Get streams chunks back to the client. Replication mirrors stream R-factor.
Decentralized auth (Operators / Accounts / Users)¶
flowchart TB
Op["Operator\n(O-key, signs accounts)"]
SysAcc["System Account ($SYS)\n(A-key)"]
AccA["Account A\n(A-key)"]
AccB["Account B\n(A-key)"]
UserA["User credentials\n(U-key + JWT)"]
UserB["User credentials\n(U-key + JWT)"]
Op --> SysAcc
Op --> AccA
Op --> AccB
AccA --> UserA
AccB --> UserB
Resolver["Account JWT resolver\n(memory / NATS / URL)"]
AccA -. JWT .- Resolver
AccB -. JWT .- Resolver
Server["nats-server\n(trusts Operator key)"]
Resolver --> Server
- NKey — Ed25519 keypair encoded in custom base32 with role prefix (
O/A/U/X). - JWT — issued by the Operator (for accounts) or Account (for users); contains permissions, limits, and signing-key references.
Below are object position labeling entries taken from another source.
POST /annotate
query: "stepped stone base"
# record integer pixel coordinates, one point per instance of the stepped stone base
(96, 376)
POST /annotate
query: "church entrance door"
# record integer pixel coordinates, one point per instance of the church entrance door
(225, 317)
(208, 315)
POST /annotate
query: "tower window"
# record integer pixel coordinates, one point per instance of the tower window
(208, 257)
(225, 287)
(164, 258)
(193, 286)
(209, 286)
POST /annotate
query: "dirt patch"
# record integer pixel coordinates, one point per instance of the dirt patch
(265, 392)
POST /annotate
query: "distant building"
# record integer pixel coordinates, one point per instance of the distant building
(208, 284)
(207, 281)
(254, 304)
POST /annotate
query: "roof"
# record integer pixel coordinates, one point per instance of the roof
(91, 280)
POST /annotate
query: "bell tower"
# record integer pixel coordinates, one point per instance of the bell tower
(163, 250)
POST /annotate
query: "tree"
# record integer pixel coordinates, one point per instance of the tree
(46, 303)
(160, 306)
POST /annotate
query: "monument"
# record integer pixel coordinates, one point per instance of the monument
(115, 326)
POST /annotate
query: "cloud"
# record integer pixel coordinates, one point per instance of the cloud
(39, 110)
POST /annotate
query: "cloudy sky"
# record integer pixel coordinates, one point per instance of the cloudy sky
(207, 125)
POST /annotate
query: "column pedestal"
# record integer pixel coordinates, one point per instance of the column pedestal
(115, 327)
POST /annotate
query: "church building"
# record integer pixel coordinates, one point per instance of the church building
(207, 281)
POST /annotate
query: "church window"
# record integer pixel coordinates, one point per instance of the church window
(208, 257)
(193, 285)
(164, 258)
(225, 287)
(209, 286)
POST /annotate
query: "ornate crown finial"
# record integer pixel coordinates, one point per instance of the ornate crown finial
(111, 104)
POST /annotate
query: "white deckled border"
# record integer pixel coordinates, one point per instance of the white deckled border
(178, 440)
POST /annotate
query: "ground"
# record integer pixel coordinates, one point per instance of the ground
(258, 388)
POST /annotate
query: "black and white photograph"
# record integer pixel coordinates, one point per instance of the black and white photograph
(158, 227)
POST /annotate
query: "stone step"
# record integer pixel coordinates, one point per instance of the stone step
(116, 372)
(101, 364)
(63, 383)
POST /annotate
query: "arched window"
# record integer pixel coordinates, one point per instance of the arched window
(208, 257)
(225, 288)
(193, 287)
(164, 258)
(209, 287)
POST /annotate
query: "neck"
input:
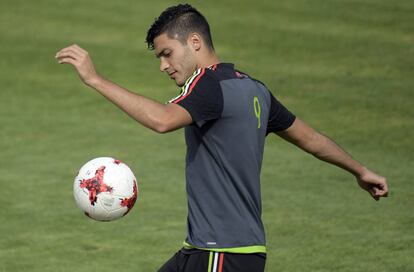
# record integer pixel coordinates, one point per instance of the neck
(207, 60)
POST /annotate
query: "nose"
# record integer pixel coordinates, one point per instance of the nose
(164, 65)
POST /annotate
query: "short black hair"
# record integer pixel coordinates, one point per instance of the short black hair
(178, 22)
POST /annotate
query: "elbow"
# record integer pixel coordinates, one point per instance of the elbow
(162, 126)
(161, 129)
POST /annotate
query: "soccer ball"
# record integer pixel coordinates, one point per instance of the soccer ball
(105, 189)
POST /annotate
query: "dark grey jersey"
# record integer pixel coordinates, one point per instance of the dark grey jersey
(232, 115)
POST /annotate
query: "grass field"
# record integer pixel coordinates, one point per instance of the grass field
(345, 67)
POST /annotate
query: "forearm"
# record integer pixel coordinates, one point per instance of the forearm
(147, 112)
(327, 150)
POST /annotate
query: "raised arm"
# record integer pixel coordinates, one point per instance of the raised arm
(323, 148)
(154, 115)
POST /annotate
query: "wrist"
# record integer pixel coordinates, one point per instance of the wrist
(93, 81)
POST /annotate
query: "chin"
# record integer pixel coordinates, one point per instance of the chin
(179, 83)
- Resolver — a server discovers account JWTs at runtime via
MEMORY(preloaded), the embeddednatsresolver, or an external URL.
Performance characteristics¶
| Workload | Latency / Throughput |
|---|---|
| Core NATS pub/sub same host | sub-microsecond delivery |
| Core NATS pub/sub LAN | ~50–100 µs RTT |
| Core NATS publish, single client | tens of millions msgs/sec/server (small payloads) |
| JetStream R1 file store | hundreds of thousands msgs/sec/server (NVMe) |
| JetStream R3 file store | ~tens of thousands msgs/sec quorum-limited |
| Gateway cross-region first request | RTT + gateway query (~1 RTT extra) |
Source for benchmarks
Numbers above reflect Synadia and community benchmarks (see nats bench results). Always re-measure for your own hardware/NVMe class before sizing a deployment.
Comparison hooks¶
- vs Kafka — Kafka wins on broad analytic streaming ecosystem; NATS wins on multi-tenant edge fabrics and operational simplicity.
- vs RabbitMQ — RabbitMQ wins on routing primitives & dead-letter ergonomics; NATS wins on latency and footprint.
- vs Pulsar — Pulsar offers segregated compute/storage and tiered storage; NATS uses local store with mirrors/sources for similar effects but at smaller scale.